Osteoporosis and cardiovascular disease cause increased morbidity and mortality in elderly females. Several epidemiological studies have demonstrated that these two conditions are closely related [
A high total cholesterol (TC) concentration is related to the risk of cardiovascular disease. Lipid levels are also used to assess the risk of coronary heart disease, as cutoffs indicating that the commencement of treatment is appropriate and as goals in patient outcomes [
A possible association between lipid profile and osteoporosis has also been investigated. Some researchers have demonstrated that an atherogenic lipid profile is associated with a lower bone mineral density (BMD) [
Apart from the lipid levels, a possible role for inflammation has also been suggested in both conditions. Increased level of high-sensitivity C-reactive protein (hsCRP) is tightly correlated with an increased incidence of coronary heart disease in healthy individuals [
In this study, we aim to investigate the association among lipid profiles, hsCRP, and bone turnover markers (BTMs) in healthy pre- and postmenopausal women to identify possible biomarkers that might predict osteoporosis.

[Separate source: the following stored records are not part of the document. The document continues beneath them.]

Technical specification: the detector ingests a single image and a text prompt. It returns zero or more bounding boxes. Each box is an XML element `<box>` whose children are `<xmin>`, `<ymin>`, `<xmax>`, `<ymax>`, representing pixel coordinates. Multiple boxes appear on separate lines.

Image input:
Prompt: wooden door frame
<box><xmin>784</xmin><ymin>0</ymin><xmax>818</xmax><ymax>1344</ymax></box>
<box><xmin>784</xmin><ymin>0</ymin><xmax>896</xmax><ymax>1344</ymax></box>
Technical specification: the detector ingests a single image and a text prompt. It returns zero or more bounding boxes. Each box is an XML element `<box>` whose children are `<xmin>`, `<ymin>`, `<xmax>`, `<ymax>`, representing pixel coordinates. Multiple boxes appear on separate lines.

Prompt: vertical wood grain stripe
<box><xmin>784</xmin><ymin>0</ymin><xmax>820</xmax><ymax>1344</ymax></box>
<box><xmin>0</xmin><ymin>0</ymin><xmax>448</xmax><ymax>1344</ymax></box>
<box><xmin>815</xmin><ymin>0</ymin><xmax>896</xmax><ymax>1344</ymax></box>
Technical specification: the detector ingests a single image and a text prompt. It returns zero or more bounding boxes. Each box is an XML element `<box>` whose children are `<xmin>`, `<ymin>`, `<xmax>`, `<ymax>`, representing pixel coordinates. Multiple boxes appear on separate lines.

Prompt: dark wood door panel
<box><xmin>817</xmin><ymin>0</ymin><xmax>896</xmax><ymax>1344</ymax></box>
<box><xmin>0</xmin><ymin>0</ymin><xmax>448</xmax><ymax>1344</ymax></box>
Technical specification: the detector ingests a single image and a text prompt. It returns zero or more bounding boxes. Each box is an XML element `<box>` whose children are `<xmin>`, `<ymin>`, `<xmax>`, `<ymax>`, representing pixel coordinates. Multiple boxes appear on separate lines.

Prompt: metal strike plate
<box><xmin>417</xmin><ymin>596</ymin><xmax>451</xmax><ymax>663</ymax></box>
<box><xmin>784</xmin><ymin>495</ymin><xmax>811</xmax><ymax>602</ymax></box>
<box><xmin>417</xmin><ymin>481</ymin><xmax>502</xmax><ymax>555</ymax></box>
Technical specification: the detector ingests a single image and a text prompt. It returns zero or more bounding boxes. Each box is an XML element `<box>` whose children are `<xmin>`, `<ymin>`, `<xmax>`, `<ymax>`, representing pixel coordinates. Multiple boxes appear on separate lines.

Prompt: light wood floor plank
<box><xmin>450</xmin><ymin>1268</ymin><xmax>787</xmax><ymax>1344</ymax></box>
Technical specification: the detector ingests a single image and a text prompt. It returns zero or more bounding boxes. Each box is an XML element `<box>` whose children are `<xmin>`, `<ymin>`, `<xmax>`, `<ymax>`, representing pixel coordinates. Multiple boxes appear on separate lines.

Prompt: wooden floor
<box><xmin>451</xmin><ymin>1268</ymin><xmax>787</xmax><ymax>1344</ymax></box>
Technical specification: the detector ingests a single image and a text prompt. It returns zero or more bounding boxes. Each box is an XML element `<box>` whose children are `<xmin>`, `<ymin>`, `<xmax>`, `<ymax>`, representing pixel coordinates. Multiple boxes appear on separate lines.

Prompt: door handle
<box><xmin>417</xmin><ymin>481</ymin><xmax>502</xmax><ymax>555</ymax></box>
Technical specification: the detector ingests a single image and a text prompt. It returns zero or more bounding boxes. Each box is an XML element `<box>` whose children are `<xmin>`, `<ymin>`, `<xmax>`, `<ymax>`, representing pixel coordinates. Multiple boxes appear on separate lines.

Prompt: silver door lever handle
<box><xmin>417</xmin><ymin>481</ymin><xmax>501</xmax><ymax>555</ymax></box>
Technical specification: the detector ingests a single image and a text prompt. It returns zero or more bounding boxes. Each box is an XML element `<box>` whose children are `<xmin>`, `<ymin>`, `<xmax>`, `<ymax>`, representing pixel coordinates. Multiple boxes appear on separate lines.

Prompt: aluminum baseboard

The study population consisted of 759 Korean women older than 20 years of age who visited the Health Promotion Center of Asan Medical Center, Seoul, Korea, from January 2006 to December 2008, and in whom BMD and serum BTMs were measured. A self-administered questionnaire explored their medical, medication, and behavioral history. The height and weight of each subject were measured, while the subjects were dressed in light clothing without shoes, and the body mass index (BMI, kg/m2) was calculated. Following an overnight fasting, venous blood was drawn from each subject for laboratory tests. Women were excluded if they had undergone a hysterectomy or if they had taken drugs such as HMG-CoA reductase, estrogen, or bisphosphonate, which could affect lipid levels and BMD.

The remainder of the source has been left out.